Erba (Como), 30 aprile 2019 - «La corte d'Assise di Como rigetta le istanze, e dispone che, divenuto definitivo il presente provvedimento, venga data esecuzione alla confisca e alla distruzione dei corpi di reato ancora presenti nell’Ufficio». Poche righe in cui è racchiuso l’epilogo dell’ennesima iniziativa della difesa di Olindo Romano e Rosa Bazzi, alla ricerca di un qualsiasi appiglio per far riconsiderare l’irrevocabile condanna all’ergastolo per i quattro omicidi di cui si sono resi responsabili l’11 dicembre 2006 in via Diaz a Erba. La sentenza dei giudici di Como, in applicazione dell’orientamento della Cassazione su ciò che attiene le attività di investigazione difensiva, ribadisce infatti che non può essere ammessa una finalità «meramente esplorativa» nella richiesta di rinnovare l’istruttoria, ma che, allo stesso tempo, non possono essere consentite «quelle investigazioni che appaiono all’evidenza superflue o inidonee a determinare modificazioni sostanziali del quadro probatorio».
Recependo anche il parere del pubblico ministero Massimo Astori, la Corte d’Assise di Como ha quindi rigettato su tutta la linea le tre istanze depositate tra fine gennaio e inizio marzo, con cui si chiedeva l’autorizzazione a procedere ad accertamenti tecnici non ripetibili su campioni biologici per isolare ipotetici «profili genetici non rilevati durante le indagini espletate nel 2007», tra cui margini ungueali delle vittime, tracce ematiche e un accendino trovato sul pianerottolo. Era stato inoltre richiesto l’accesso ai server in cui sono depositati i file originali delle intercettazioni ambientali.
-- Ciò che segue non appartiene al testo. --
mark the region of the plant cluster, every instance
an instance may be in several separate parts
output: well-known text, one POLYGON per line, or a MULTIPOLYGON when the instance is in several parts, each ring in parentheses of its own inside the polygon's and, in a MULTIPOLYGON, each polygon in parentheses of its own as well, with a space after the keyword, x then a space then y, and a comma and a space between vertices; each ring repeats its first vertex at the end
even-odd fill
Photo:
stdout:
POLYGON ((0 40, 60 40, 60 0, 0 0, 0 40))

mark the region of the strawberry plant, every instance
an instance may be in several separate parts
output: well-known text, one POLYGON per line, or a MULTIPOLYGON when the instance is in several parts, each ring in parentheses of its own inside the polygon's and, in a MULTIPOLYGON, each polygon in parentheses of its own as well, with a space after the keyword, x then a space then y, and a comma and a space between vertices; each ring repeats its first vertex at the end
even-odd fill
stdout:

Ma i giudici comaschi hanno sottolineato che in nessuna delle loro istanze, i difensori hanno dedotto «la decisività dell’atto di indagine richiesto, e l’utilità che si mira a conseguire».
Infatti la prima istanza era già stata in parte presentata alla Corte d’Appello di Brescia, che aveva dichiarato inammissibile la richiesta di incidente probatorio, e nella parte restante è stata ritenuta «del tutto immotivata». Per l’accesso ai server, è stato fatto notare dallo stesso pm che i dati in questione sono nella disponibilità della Procura, e non della compagnia a cui viene delegato il servizio, e comunque «i difensori hanno già dato atto di essere in possesso di copia delle registrazioni». Già il 27 febbraio, le difese avevano potuto visionare a Como alcuni corpi di reato, riservandosi nuove istanze di accertamenti tecnici. «Tra questi – sottolinea il pubblico ministero Astori - il telefonino Motorola, appartenuto pacificamente a Raffaella Castagna, nella cui memoria sono stati rinvenuti messaggi tra lei e il marito, Azouz Marzouk, nonostante quest’ultimo abbia dichiarato non trattarsi del telefono della moglie davanti alla Corte di Appello di Brescia».